Contextualización Histórica, Literaria y Cultural 20 pts Sitúa el pasaje con precisión en su contexto literario (macroestructura del evangelio), histórico (mundo grecorromano y judío del Segundo Templo) y cultural (convenciones narrativas, instituciones, geografía); dialoga con fuentes primarias y secundarias pertinentes. Contextualización adecuada en las tres dimensiones; algunas referencias históricas o culturales podrían profundizarse; uso correcto de fuentes secundarias. Contextualización parcial o genérica; predominan generalidades; escasa atención al contexto literario o cultural específico. Ausencia de contextualización o contextualización anacrónica; ignora el contexto literario e histórico; confunde convenciones culturales.

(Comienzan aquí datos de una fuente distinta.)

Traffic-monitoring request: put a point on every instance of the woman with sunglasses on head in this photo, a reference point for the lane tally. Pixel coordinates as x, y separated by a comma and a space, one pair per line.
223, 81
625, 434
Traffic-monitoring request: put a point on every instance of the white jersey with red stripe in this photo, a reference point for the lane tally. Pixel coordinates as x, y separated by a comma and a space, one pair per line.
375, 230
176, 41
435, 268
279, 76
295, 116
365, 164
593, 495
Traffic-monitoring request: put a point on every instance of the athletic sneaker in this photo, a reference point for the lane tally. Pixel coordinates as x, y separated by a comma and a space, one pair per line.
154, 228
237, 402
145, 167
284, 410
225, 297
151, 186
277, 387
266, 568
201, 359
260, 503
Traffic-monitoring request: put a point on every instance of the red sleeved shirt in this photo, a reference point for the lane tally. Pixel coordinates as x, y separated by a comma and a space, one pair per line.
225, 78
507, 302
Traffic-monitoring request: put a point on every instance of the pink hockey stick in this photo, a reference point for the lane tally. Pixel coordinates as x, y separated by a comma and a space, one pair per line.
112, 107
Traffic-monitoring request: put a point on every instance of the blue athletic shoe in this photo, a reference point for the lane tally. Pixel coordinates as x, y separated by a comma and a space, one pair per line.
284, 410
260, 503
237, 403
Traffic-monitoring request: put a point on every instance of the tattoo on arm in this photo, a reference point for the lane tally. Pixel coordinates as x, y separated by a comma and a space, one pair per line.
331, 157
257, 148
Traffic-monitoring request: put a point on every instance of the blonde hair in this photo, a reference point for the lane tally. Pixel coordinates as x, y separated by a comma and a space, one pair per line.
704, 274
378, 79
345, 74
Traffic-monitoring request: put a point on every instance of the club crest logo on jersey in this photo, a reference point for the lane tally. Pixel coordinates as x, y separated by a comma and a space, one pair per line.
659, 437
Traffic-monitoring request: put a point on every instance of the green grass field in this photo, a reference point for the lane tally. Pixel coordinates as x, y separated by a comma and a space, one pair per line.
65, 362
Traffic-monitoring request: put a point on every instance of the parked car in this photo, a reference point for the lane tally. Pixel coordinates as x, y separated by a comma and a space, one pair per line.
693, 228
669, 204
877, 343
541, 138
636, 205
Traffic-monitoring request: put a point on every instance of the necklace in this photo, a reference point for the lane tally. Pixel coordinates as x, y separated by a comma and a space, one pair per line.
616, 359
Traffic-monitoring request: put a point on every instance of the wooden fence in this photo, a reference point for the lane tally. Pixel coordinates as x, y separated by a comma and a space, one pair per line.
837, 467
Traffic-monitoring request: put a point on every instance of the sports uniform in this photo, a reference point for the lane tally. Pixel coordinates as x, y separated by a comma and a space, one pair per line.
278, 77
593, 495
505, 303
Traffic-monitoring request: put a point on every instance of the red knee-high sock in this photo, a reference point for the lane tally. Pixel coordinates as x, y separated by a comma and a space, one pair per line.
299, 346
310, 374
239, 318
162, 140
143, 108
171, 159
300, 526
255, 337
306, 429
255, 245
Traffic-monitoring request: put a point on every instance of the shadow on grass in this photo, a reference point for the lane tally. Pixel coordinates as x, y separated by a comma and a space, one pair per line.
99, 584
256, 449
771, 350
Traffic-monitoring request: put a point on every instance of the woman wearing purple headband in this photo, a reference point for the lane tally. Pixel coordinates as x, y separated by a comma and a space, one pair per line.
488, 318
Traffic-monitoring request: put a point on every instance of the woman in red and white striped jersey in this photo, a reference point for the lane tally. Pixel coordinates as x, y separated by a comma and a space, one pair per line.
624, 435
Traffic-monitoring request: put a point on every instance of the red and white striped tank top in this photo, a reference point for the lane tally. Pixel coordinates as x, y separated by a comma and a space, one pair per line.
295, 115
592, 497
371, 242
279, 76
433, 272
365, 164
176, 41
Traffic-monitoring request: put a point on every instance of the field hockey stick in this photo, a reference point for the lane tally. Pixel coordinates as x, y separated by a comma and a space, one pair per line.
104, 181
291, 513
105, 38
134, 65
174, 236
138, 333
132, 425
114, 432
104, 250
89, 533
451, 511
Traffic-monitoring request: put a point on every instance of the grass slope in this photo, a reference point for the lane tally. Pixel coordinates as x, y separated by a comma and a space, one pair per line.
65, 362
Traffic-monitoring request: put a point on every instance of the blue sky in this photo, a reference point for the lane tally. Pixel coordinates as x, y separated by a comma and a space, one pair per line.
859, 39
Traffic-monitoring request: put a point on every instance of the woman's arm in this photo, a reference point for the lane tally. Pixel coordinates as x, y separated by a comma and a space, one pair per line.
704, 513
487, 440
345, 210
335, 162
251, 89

Integración con Fuentes Académicas Primarias y Secundarias 20 pts Uso riguroso y crítico de al menos ocho fuentes académicas, incluyendo comentarios críticos y artículos arbitrados; dialoga con las fuentes (no las yuxtapone); cita según Turabian con precisión; integra BDAG y Wallace en el análisis sintáctico. Uso adecuado de fuentes académicas; cumple con el mínimo requerido; diálogo mayormente correcto aunque en ocasiones descriptivo; citación Turabian correcta con errores menores. Uso limitado de fuentes; predominan fuentes de divulgación; las fuentes se citan pero no se dialogan; errores de citación Turabian. Ausencia de fuentes académicas o uso de fuentes no confiables; plagio o paráfrasis sin citar; citación inexistente o gravemente incorrecta.
Rigor Metodológico y Coherencia Argumentativa 15 pts Estructura de cinco secciones respetada con precisión; argumentación progresiva y lógicamente encadenada; cada afirmación se sustenta en evidencia textual o bibliográfica; conclusiones se derivan de las premisas. Estructura respetada; argumentación coherente con algunos saltos lógicos menores; evidencia generalmente adecuada.